Opened 9 years ago

Closed 8 years ago

#421 closed defect (fixed)

buffer overflow detected: mondoarchive terminated

Reported by: awnugent Owned by: bruno
Priority: normal Milestone: 2.2.9.5
Component: mondo Version: 2.2.9.3
Severity: normal Keywords:
Cc:

Description

We are getting the following when trying to create a backup. Logs attached. Command line used:

mondoarchive -OVi -N -K 99 -d /mondo -I /dev/cciss/c0d0 -E "/net /mondo" -p dborad01.20100503-mondoa-1 -s 4480m

Snip: Archiving only the following file systems on /dev/cciss/c0d0:

/mondo /boot /home /var /tmp /usr /

Not archiving the following file systems: * buffer overflow detected *: mondoarchive terminated

System is RHEL 5, other systems in the environment are working fine.

Attachments (5)

mondoarchive.log.gz (4.0 KB) - added by awnugent 9 years ago.
mindi.log.gz (5.8 KB) - added by awnugent 9 years ago.
mondoarchive.2.2.9.4-0.20100513013504.rhel5.x86_64.log.gz (1.6 KB) - added by awnugent 9 years ago.
Log file from 2.2.9.4 test run.
gdb.txt.gz (79.1 KB) - added by awnugent 9 years ago.
gdb from debug run.
mondoarchive.2.2.9.4-0.20100517031424.rhel5.x86_64.log.gz (1.6 KB) - added by awnugent 9 years ago.

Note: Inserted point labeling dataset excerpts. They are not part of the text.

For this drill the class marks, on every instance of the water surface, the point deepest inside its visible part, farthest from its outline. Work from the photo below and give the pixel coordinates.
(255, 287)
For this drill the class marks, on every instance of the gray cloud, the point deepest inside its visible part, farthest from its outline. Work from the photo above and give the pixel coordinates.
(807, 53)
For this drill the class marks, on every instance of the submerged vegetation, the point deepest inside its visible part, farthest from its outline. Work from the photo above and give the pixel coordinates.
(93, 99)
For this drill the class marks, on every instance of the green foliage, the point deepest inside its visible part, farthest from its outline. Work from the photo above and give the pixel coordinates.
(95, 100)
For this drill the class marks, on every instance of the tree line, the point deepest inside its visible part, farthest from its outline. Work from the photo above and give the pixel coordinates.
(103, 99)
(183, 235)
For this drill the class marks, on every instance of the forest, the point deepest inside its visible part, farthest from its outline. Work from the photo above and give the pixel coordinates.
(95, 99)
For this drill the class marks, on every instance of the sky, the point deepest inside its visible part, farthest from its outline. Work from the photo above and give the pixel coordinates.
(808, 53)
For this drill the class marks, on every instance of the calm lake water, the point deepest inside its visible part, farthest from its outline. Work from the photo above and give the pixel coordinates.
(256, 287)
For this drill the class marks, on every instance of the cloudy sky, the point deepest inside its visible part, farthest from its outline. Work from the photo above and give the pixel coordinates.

Download all attachments as: .zip

Change History (18)

Changed 9 years ago by awnugent

Changed 9 years ago by awnugent

comment:1 Changed 9 years ago by bruno

  • Status changed from new to assigned

Could you try to run valgrind/gdb on it in order to check where precisely the issue is (as described in http://trac.mondorescue.org/wiki/TroubleShooting#Trouble-Shootingmondo)

Maybe linked to #368 as well.

Could you also try to test the latest beta of 2.2.9.4 at ftp://ftp.mondorescue.org/test/rhel/5 I make to try to improve that issue ?

comment:2 Changed 9 years ago by awnugent

Thanks for getting back to me Bruno. In the interest of speed, I went straight to the 2.2.9.4 (mondo-2.2.9.4-0.20100513013504.rhel5.x86_64.rpm) test and it still failed. I'm attaching the mondoarchive.log and will pursue building and running under gdb.

I saw somewhere that there was a limit of 384 characters in an exclude and suspect this is the issue, but I can't seem to find it now. Our exclude lists can get pretty long.

Changed 9 years ago by awnugent

Log file from 2.2.9.4 test run.

comment:3 Changed 9 years ago by awnugent

Here's the gdb run and I'll attach the gdb.txt.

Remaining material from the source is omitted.